Post by Trey Dockendorf
Uwe,
I ran into something similar. Our submit host (login node) could not execute srun commands, they would simply hang. I found that it was due to my iptables rules being "too strict". I had to allow all incoming traffic from our private network to the login node. Once that was done all srun commands began working. My controller host is also on this private network, so I'm not sure if it was the compute node or the slurm controller that need the access through the firewall. If your attempting to setup iptables as restrictive as possible, start by allowing incoming from the controller and see if that fixes the issue.
<ACCEPT rules>
-A INPUT -m limit --limit 2/min -j LOG --log-prefix "IPTABLES: INPUT DROPPED " --log-level 7
-A INPUT -j DROP
- Trey
=============================
Trey Dockendorf
Systems Analyst I
Texas A&M University
Academy for Advanced Telecommunications and Learning Technologies
Phone: (979)458-2396
----- Original Message -----

Post by Uwe Sauter
srun -N1 -n1 -p mypartition hostname

With "scontrol show jobs" I can see that a node was allocated but this
is just sitting around, doing nothing.
JobId=2681 Name=df
UserId=myuser(15001) GroupId=mygroup(15000)

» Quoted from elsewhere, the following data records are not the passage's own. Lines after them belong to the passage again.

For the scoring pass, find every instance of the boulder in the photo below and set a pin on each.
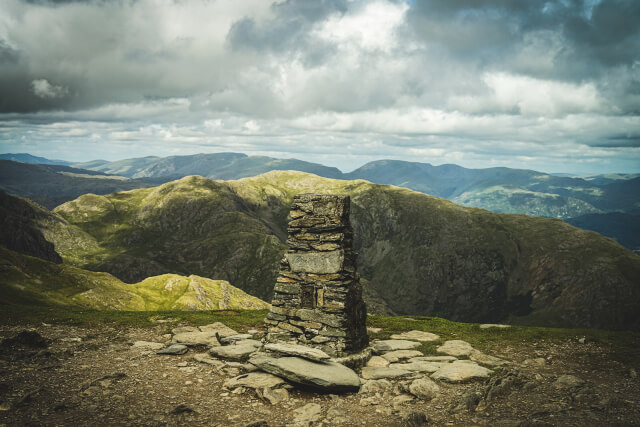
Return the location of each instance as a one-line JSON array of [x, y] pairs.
[[460, 371], [376, 373], [174, 349], [456, 348], [326, 376], [392, 345], [297, 350], [416, 335]]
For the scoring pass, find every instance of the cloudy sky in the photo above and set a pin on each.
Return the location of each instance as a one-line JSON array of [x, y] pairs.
[[546, 85]]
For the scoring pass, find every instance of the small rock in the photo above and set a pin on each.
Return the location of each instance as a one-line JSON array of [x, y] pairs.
[[297, 350], [485, 359], [375, 386], [424, 388], [376, 373], [494, 325], [392, 345], [181, 409], [206, 358], [539, 361], [308, 413], [174, 349], [377, 361], [414, 419], [255, 380], [460, 371], [568, 381], [147, 345], [235, 338], [455, 348], [275, 396], [394, 356], [416, 335], [398, 401], [240, 351]]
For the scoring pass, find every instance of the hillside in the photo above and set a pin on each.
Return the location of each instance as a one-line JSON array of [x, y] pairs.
[[27, 280], [51, 185], [422, 255]]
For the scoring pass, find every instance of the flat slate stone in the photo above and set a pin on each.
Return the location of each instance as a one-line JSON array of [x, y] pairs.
[[148, 345], [485, 359], [394, 356], [494, 325], [392, 345], [455, 348], [297, 350], [174, 349], [416, 335], [240, 351], [376, 373], [327, 376], [460, 371], [256, 380], [316, 262], [222, 329], [418, 366], [196, 338]]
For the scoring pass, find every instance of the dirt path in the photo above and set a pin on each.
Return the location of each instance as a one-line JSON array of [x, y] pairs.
[[95, 377]]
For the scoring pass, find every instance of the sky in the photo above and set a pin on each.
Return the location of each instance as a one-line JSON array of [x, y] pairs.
[[546, 85]]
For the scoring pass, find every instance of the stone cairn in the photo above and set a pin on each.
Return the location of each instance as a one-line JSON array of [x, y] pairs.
[[318, 296]]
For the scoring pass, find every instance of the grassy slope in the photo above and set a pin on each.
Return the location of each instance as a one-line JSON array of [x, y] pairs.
[[33, 281], [421, 254]]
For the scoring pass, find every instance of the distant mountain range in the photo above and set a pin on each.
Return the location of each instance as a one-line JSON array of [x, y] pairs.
[[501, 190], [420, 254]]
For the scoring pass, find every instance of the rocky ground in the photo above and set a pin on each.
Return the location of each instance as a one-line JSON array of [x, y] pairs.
[[64, 375]]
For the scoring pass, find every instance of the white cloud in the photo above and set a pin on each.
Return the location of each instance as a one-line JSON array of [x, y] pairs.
[[43, 89]]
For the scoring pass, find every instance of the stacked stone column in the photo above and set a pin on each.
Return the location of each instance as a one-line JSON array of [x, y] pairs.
[[318, 297]]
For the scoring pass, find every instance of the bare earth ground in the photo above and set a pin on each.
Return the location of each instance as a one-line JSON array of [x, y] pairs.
[[92, 376]]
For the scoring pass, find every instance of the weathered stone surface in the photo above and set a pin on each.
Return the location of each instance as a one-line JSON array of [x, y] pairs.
[[326, 376], [418, 366], [222, 329], [485, 359], [377, 361], [455, 348], [307, 414], [316, 262], [174, 349], [568, 381], [460, 371], [239, 351], [394, 356], [297, 350], [196, 338], [494, 325], [376, 373], [424, 388], [392, 345], [416, 335], [256, 380], [147, 345]]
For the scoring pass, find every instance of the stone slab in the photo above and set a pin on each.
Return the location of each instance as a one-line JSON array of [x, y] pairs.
[[316, 262], [327, 376]]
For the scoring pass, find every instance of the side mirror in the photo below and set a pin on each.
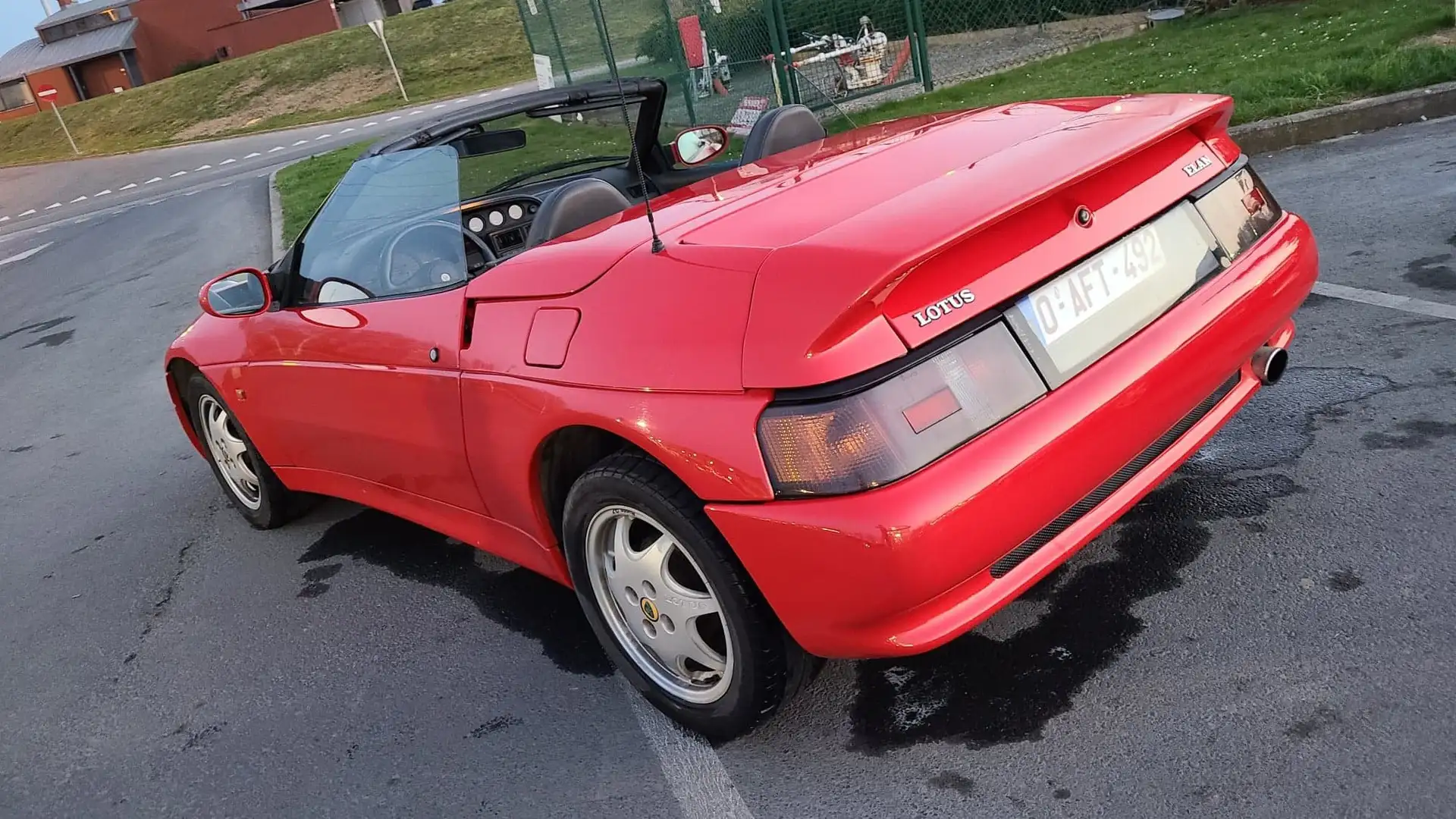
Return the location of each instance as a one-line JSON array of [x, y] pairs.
[[237, 295], [696, 146]]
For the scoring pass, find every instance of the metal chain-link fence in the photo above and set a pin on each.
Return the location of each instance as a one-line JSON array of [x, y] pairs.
[[971, 38]]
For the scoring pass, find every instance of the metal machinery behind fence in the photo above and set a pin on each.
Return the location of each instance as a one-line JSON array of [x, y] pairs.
[[730, 60]]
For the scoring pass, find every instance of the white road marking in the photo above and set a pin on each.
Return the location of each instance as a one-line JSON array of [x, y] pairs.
[[25, 256], [1404, 303], [691, 767]]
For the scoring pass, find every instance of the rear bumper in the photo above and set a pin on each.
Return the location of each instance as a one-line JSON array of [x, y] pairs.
[[908, 567]]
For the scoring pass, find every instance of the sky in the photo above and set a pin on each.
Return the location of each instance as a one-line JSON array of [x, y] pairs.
[[18, 20]]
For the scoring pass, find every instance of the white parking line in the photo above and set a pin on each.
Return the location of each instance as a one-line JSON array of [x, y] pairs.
[[691, 767], [1404, 303], [25, 256]]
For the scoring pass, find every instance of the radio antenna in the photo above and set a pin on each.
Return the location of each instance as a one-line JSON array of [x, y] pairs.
[[626, 120]]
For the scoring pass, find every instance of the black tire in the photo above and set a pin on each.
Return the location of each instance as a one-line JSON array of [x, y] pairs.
[[769, 665], [277, 503]]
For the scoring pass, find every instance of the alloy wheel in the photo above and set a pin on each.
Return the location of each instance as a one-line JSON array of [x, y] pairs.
[[658, 605], [231, 452]]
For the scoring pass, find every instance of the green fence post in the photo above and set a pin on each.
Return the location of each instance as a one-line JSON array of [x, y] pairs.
[[680, 63], [555, 36], [530, 41], [783, 22], [922, 44]]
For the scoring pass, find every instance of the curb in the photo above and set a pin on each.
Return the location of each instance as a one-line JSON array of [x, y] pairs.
[[1357, 117]]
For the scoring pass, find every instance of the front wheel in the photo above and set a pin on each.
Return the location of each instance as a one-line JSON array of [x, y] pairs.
[[245, 477], [670, 602]]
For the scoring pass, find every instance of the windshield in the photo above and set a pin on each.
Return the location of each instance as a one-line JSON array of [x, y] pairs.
[[552, 149]]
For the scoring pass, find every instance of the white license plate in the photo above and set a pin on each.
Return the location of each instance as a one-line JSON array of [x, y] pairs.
[[1101, 302]]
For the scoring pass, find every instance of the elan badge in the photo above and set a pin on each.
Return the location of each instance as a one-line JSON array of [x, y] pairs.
[[944, 306]]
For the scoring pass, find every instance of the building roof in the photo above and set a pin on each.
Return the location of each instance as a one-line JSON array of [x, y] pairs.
[[80, 11], [34, 55]]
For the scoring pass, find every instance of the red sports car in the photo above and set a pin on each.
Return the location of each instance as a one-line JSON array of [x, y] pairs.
[[848, 398]]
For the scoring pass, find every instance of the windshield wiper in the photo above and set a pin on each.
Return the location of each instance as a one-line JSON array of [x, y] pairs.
[[564, 165]]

Priority=4294901684 Nice=0 Account=(null) QOS=normal
JobState=RUNNING Reason=None Dependency=(null)
Requeue=1 Restarts=0 BatchFlag=0 ExitCode=0:0
RunTime=00:00:04 TimeLimit=UNLIMITED TimeMin=N/A
SubmitTime=2014-07-10T16:30:26 EligibleTime=2014-07-10T16:30:26
StartTime=2014-07-10T16:30:26 EndTime=Unknown
PreemptTime=None SuspendTime=None SecsPreSuspend=0
Partition=mypartition AllocNode:Sid=cl4fr1:18795
ReqNodeList=(null) ExcNodeList=(null)
NodeList=n52
BatchHost=n52
NumNodes=1 NumCPUs=40 CPUs/Task=1 ReqB:S:C:T=0:0:*:*
Socks/Node=* NtasksPerN:B:S:C=0:0:*:* CoreSpec=0
MinCPUsNode=1 MinMemoryNode=0 MinTmpDiskNode=0
Features=(null) Gres=(null) Reservation=(null)

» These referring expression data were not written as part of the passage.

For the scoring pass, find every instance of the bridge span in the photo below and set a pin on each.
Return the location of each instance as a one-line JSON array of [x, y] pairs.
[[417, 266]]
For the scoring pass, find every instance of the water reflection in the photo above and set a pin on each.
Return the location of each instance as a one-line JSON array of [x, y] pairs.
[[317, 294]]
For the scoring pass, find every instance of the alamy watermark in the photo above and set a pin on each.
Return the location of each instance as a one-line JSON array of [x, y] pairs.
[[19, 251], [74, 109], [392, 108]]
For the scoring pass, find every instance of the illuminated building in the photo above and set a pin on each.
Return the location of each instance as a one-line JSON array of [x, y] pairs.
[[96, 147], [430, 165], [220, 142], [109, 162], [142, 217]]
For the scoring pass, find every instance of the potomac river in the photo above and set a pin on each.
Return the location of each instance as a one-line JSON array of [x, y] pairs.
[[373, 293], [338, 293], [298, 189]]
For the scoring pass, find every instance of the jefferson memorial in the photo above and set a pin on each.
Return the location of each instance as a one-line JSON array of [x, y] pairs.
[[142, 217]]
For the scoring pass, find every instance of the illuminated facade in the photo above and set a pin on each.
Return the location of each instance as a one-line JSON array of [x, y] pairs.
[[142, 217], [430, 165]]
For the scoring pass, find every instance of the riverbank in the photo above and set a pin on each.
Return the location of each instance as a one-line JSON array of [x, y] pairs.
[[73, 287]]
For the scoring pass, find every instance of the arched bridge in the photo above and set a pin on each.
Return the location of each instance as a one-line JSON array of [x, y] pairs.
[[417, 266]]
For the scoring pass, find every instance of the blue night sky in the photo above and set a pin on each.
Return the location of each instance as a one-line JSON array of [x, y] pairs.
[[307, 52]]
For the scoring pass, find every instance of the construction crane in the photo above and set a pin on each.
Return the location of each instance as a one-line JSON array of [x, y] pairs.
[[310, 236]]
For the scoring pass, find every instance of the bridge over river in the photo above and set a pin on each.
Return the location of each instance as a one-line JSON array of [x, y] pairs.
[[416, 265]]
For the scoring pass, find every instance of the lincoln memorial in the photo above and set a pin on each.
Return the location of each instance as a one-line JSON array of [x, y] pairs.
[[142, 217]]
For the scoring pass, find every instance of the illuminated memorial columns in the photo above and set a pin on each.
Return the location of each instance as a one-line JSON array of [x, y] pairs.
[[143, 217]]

Shared=0 Contiguous=0 Licenses=(null) Network=(null)
Command=/bin/hostname
WorkDir=/home/myuser
^Csrun: interrupt (one more within 1 sec to abort)
srun: task 0: unknown
^Csrun: sending Ctrl-C to job 2681.0
srun: Job step 2681.0 aborted before step completely launched.
srun: Job step aborted: Waiting up to 2 seconds for job step to finish.
srun: error: Timed out waiting for job step to complete
A combination of salloc + env | grep SLURM_JOB_NODELIST + ssh to node +
srun -p mypartition -N1 -n1 hostname does execute, but on a different node.
Can someone point me into a direction where to investigate further? Did
you already have this issue? Is it even possible to have a submit node
that does not apper in the SLURM configuration??
Thanks in advance,
Uwe Sauter